Mehran Mahmoudi, Sarah Nadi

Many phone vendors use Android as their underlying OS, but often extend it to add new functionality and to make it compatible with their specific phones. When a new version of Android is released, phone vendors need to merge or re-apply their customizations and changes to the new release. This is a difficult and time-consuming process, which often leads to late adoption of new versions. In this paper, we perform an empirical study to understand the nature of changes that phone vendors make, versus changes made in the original development of Android. By investigating the overlap of different changes, we also determine the possibility of having automated support for merging them. We develop a publicly available tool chain, based on a combination of existing tools, to study such changes and their overlap. As a proxy case study, we analyze the changes in the popular community-based variant of Android, LineageOS, and its corresponding Android versions. We investigate and report the common types of changes that occur in practice. Our findings show that 83% of subsystems modified by LineageOS are also modified in the next release of Android. By taking the nature of overlapping changes into account, we assess the feasibility of having automated tool support to help phone vendors with the Android update problem. Our results show that 56% of the changes in LineageOS have the potential to be safely automated.

Sven Amann, Hoan Anh Nguyen, Sarah Nadi et al.

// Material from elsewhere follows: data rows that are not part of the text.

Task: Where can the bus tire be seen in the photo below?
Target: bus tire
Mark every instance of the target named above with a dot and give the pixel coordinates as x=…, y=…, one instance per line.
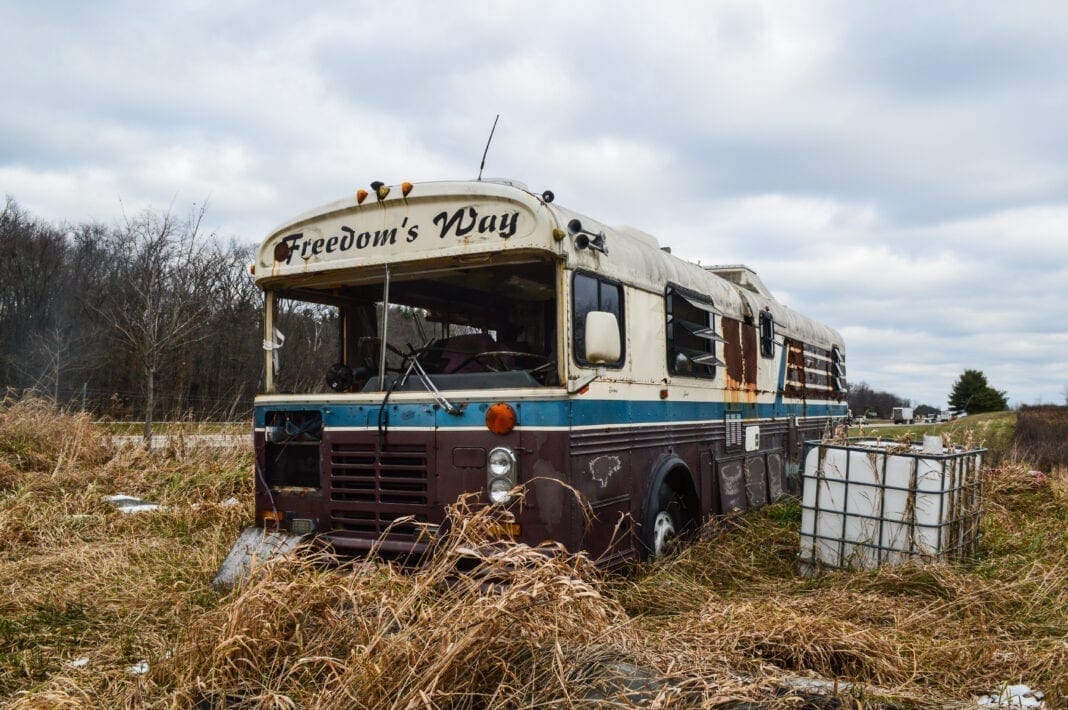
x=670, y=513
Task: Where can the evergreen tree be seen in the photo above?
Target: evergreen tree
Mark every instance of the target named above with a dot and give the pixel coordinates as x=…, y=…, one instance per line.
x=972, y=394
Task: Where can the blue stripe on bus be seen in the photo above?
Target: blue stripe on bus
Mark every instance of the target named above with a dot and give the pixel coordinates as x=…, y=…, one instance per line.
x=551, y=412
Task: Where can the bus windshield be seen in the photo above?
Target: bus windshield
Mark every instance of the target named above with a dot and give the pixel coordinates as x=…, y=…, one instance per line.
x=478, y=327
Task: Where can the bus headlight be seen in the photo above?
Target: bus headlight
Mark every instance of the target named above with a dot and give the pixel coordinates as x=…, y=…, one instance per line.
x=502, y=470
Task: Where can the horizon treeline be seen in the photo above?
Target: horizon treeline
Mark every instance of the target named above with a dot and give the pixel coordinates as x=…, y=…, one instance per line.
x=111, y=316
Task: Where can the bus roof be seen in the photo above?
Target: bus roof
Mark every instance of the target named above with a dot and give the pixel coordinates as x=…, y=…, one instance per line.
x=465, y=220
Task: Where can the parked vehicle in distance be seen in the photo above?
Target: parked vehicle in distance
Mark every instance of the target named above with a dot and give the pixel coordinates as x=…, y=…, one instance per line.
x=901, y=415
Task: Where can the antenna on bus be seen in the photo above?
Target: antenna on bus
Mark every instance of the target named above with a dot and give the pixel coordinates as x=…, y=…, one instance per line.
x=487, y=146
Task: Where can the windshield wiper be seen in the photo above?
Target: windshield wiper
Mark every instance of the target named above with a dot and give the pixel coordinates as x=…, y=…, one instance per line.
x=417, y=366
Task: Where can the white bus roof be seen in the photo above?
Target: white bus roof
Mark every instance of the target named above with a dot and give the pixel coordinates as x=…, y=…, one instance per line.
x=468, y=221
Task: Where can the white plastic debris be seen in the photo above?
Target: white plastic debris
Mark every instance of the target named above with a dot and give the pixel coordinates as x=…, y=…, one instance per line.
x=1012, y=696
x=130, y=504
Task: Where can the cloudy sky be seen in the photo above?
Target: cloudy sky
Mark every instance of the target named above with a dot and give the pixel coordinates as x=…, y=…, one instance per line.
x=898, y=171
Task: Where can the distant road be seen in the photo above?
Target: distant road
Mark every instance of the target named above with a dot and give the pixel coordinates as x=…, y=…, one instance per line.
x=163, y=440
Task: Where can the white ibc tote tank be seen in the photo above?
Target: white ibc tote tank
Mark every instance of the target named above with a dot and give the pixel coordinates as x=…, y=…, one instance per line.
x=867, y=503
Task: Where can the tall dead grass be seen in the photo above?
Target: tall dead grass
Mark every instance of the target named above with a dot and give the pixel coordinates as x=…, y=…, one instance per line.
x=725, y=620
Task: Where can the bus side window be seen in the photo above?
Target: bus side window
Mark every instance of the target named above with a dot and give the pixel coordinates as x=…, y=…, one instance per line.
x=691, y=334
x=592, y=294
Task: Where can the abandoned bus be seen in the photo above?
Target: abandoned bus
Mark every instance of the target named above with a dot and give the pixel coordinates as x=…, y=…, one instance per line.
x=432, y=340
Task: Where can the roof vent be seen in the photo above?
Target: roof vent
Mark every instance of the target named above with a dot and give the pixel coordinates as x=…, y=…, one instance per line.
x=743, y=277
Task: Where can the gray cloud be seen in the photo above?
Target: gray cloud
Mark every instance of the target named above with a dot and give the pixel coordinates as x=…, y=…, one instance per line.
x=895, y=171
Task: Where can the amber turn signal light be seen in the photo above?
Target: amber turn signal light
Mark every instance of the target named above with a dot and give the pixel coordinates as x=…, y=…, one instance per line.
x=500, y=417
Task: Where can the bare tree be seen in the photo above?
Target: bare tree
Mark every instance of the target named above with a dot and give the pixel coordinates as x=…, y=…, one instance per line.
x=161, y=290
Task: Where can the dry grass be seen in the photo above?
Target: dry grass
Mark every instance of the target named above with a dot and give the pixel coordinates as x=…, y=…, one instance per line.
x=724, y=621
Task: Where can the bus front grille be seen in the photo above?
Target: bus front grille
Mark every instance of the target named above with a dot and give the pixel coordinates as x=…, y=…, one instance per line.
x=372, y=487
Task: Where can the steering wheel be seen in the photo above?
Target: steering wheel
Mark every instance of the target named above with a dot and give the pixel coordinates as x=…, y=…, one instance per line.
x=493, y=361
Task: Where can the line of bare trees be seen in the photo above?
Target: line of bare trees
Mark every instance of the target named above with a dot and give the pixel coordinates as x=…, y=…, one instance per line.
x=138, y=319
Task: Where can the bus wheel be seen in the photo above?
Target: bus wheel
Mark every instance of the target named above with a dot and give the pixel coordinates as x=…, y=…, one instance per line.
x=663, y=522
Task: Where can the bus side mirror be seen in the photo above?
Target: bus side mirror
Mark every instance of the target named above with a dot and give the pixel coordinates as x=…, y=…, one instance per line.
x=602, y=337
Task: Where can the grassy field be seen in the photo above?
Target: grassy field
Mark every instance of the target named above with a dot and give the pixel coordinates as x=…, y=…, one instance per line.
x=89, y=594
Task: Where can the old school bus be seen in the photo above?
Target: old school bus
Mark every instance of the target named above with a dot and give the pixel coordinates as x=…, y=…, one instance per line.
x=490, y=341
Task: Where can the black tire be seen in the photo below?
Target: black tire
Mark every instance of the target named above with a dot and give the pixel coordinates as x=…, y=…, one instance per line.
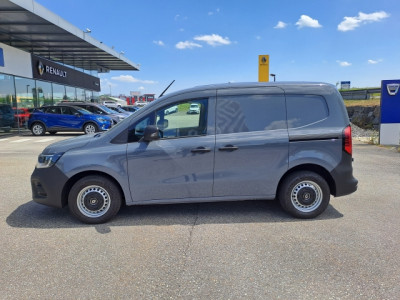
x=94, y=199
x=38, y=129
x=90, y=128
x=304, y=194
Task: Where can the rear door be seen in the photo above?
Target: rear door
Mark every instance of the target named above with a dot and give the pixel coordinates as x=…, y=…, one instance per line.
x=251, y=142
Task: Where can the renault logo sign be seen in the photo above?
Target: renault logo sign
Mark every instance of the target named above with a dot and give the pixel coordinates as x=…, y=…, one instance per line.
x=392, y=88
x=40, y=68
x=50, y=70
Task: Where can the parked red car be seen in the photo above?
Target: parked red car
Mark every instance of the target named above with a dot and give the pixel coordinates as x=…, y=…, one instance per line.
x=21, y=116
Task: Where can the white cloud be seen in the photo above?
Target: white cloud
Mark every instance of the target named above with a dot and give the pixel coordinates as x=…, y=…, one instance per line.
x=280, y=25
x=131, y=79
x=373, y=62
x=343, y=63
x=187, y=45
x=351, y=23
x=213, y=40
x=210, y=13
x=306, y=21
x=159, y=43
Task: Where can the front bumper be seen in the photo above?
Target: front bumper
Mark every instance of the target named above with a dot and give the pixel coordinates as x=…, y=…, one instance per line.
x=48, y=185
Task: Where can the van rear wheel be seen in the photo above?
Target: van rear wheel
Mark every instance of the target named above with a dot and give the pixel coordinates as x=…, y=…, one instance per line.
x=304, y=194
x=94, y=199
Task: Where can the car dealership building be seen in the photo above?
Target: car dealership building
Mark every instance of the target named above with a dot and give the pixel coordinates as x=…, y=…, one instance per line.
x=44, y=59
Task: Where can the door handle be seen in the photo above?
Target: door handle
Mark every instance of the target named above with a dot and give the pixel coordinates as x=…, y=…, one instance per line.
x=200, y=150
x=228, y=148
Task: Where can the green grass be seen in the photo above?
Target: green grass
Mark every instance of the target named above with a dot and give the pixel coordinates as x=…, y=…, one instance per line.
x=369, y=102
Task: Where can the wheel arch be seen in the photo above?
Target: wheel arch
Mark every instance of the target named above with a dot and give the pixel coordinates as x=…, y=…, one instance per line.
x=40, y=122
x=90, y=122
x=78, y=176
x=312, y=168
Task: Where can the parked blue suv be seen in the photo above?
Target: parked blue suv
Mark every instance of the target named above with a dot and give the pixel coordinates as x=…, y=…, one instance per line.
x=66, y=118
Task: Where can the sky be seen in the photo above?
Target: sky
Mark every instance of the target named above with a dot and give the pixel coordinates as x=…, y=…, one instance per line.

Application Programming Interfaces (APIs) often have usage constraints, such as restrictions on call order or call conditions. API misuses, i.e., violations of these constraints, may lead to software crashes, bugs, and vulnerabilities. Though researchers developed many API-misuse detectors over the last two decades, recent studies show that API misuses are still prevalent. Therefore, we need to understand the capabilities and limitations of existing detectors in order to advance the state of the art. In this paper, we present the first-ever qualitative and quantitative evaluation that compares static API-misuse detectors along the same dimensions, and with original author validation. To accomplish this, we develop MUC, a classification of API misuses, and MUBenchPipe, an automated benchmark for detector comparison, on top of our misuse dataset, MUBench. Our results show that the capabilities of existing detectors vary greatly and that existing detectors, though capable of detecting misuses, suffer from extremely low precision and recall. A systematic root-cause analysis reveals that, most importantly, detectors need to go beyond the naive assumption that a deviation from the most-frequent usage corresponds to a misuse and need to obtain additional usage examples to train their models. We present possible directions towards more-powerful API-misuse detectors.